Najam in The News on Sunday on Climate Change
Adil Najam, Dean of the Frederick S. Pardee School of Global Studies at Boston University, was interviewed for a recent article on climate change and living in the Age of Adaptation.
Najam was interviewed for a June 23, 2019 article in The News on Sunday entitled “‘It Is So Much More Than Just Rising Temperature.’”
From the text of the article:
The News on Sunday: For a layman in Pakistan, what is rising temperature and how is it eventually affecting his daily life?
Adil Najam: The issue is NOT just rising temperatures. If it were just that it would be a much less difficult problem to beat. Rising temperatures, or heatwaves, is just one manifestation — one amongst many — of the great challenge of climate change. Climate change is a complex of multiple manifestations of changes in the greater climate system — not just changing weather. It is about temperatures rising in many places, sometimes in heatwaves, sometimes in erratic temperature swings, sometimes even in temperatures falling. It is about erratically changing rainfall systems; cyclones, tsunamis, monsoon bursts … or just the disappearance of expected rains. It is about drought.

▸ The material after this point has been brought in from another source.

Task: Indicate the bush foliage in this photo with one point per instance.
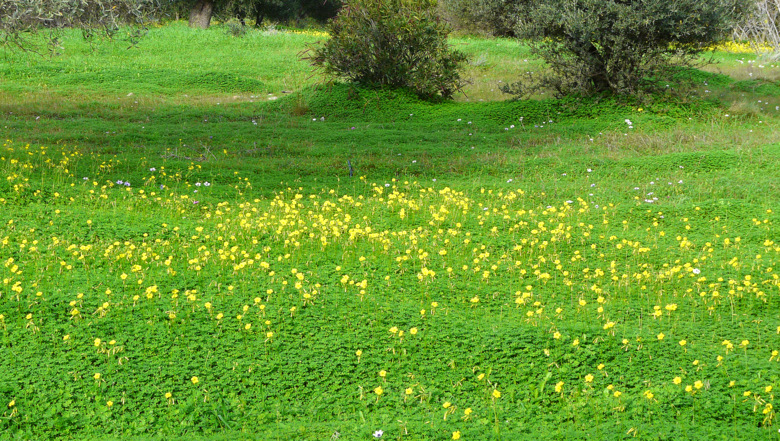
(395, 43)
(593, 46)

About floods, about snowstorms, about dust bowls, about rising sea levels, about melting glaciers, about disease vectors moving, about ecosystem endangerment, about invasive species, about species loss, and about so much more.
That, in fact, is the whole point about global climate change. It can change the entire GLOBAL climate system, and in ways that we cannot always predict. The fluctuations can be sudden, and massive, sometimes irreversible. If all of this sounds scary; it is because it IS scary. And the most scary part of it is that (a) once the system changes in one place it can make other parts of the system — sometimes continents away — also change, and that (b) our understanding of precisely what those changes might be when, when and how is still very very limited. Here is what all of this means for you and me, and for people everywhere: climatic patterns that have been fairly dependable and around which we have structured our entire lives — what you wear when, where to build our homes, when to take vacations, when to plant what and where, and so much more — is no longer dependable. Yes, that IS scary. And, yes, that is so much more than just rising temperatures!

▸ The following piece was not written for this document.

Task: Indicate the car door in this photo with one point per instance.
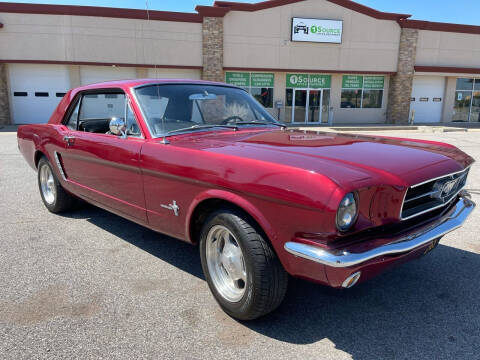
(101, 166)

TNS: Are we generally aware of climate change and what it means? Also, you have written that we are now living in the ‘Age of Adaptation’, what does that mean?
AN: Are we generally aware about climate change? Yes, we are. But only in very general terms. Unlike in the USA where a large part of the population (including President Trump) are climate deniers, most Pakistanis would not deny the phenomenon and most will affirm from their own experience that the climate IS changing.